While this agenda is important for governments and private capital, philanthropic capital also has a role to play. Canadian philanthropists and foundations are already working on building social capital and reinforcing social cohesion. Many of them appreciate the importance of building strong bonds within communities through civic and democratic engagement. But, like many government policy makers, foundations tend to think vertically about issues – health care, food security, mental illness and addiction, green space and housing – and lack a framework for investing in horizontal place-based strategies to deal with a set of interrelated problems in community. This is admittedly difficult to do and arguably it is not in the mandate of foundations to lead the way in funding broad-based community development strategies.
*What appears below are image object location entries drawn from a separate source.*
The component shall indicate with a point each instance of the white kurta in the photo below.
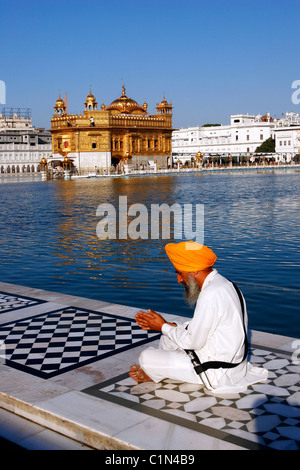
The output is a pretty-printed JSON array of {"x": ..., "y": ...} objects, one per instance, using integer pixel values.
[{"x": 215, "y": 333}]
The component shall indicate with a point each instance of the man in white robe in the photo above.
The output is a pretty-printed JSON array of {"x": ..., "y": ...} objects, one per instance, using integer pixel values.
[{"x": 204, "y": 349}]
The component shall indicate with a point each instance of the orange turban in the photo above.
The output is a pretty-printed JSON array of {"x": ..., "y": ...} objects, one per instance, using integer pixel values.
[{"x": 190, "y": 256}]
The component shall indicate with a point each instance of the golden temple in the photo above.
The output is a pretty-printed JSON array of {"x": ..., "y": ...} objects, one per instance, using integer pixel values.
[{"x": 122, "y": 133}]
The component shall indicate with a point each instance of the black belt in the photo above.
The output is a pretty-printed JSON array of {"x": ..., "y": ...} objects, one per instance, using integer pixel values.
[{"x": 199, "y": 368}]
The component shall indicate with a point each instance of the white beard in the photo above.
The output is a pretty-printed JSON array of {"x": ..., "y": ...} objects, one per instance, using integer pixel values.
[{"x": 191, "y": 291}]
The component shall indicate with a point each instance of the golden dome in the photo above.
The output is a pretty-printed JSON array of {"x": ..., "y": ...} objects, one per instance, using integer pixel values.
[
  {"x": 90, "y": 103},
  {"x": 125, "y": 105}
]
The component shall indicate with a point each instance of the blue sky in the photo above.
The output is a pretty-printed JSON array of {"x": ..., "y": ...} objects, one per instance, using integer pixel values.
[{"x": 211, "y": 58}]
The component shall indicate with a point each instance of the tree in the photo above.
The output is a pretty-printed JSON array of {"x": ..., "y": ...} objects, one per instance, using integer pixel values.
[{"x": 268, "y": 146}]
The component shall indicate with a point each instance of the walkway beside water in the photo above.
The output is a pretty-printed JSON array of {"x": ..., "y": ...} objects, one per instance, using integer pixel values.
[
  {"x": 183, "y": 170},
  {"x": 64, "y": 364}
]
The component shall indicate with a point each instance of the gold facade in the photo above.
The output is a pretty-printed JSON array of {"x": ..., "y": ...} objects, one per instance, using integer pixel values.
[{"x": 123, "y": 130}]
Nevertheless, foundations can take advantage of the deep knowledge already available through literature and practice around place based and community economic development.  Shorefast’s research and pilots build on the work of many other Canadian thought leaders – the Coady Institute and its work on asset-based community development; the Tamarack Institute and its work with Vibrant Communities; Social Capital Partners; the Canadian Urban Institute, and others.

Many of these organizations are supported by philanthropy. Foundations such as McConnell, Maytree, Metcalfe, Atkinson, and community foundations across Canada have invested in place-based initiatives to strengthen local communities, whether urban or rural. Newer foundations such as NorthPine and Definity, in addition to Shorefast, are choosing to invest in communities as a priority. But they are not being guided by a common framework around their community investments.

If philanthropic funders took as a frame the four levers of capital, capacity, data and architecture for community collaboration, they would be guided by what the research suggests are the most essential elements to thriving in place. Too many foundations focus only on the social and cultural aspects of thriving community. The vertical silos that divide social and industrial policy in government are mirrored in philanthropy which often limits itself to meeting social needs (poverty, illness, food security, etc) rather than strengthening economic assets. Developing strategies to combat community loneliness, isolation, poverty and inequality cannot be divorced from building capability for entrepreneurship, training, and civic infrastructure.

Philanthropic capital can be deployed in many ways to strengthen communities: through investments in financial instruments such as community bonds, mortgages, and community finance funds; through direct impact investments in social enterprises and housing trusts; through grants to collect data, train community leaders and provide support to community dialogues and tables (such as the support to neighbourhood tables provided through the Collective Impact Project in Montreal). I would suggest that philanthropy also can be more urgently and effectively deployed in two areas that are underfunded by other sources of capital: knowledge building, and advocacy for regulatory and policy change. Shorefast itself provides a model for investing in knowledge building both within communities and across sectors. By sponsoring research, convening dialogues, and creating or repurposing spaces in community for dialogue, philanthropic funders can support community voice and consensus-building, and bring business and government decision-makers and investors to the community table. Philanthropy can also fund the development of policy solutions and support advocacy for those solutions to be adopted, in collaboration with community leaders. Many legal and regulatory policies could be reformed for example to support more community investment in local assets and to facilitate creative philanthropic capital deployment to communities.

When I left Fogo Island, Zita Cobb gave me the gift of a beautifully crafted wooden doorstop, made in a Fogo Island workshop.  She reminded me that if we hold doors open to each other across our country, “we can do a lot, if we do it together.” Philanthropy can play that invaluable role of holding doors open for citizens, businesses and governments to come together to strengthen community, if we are bold enough.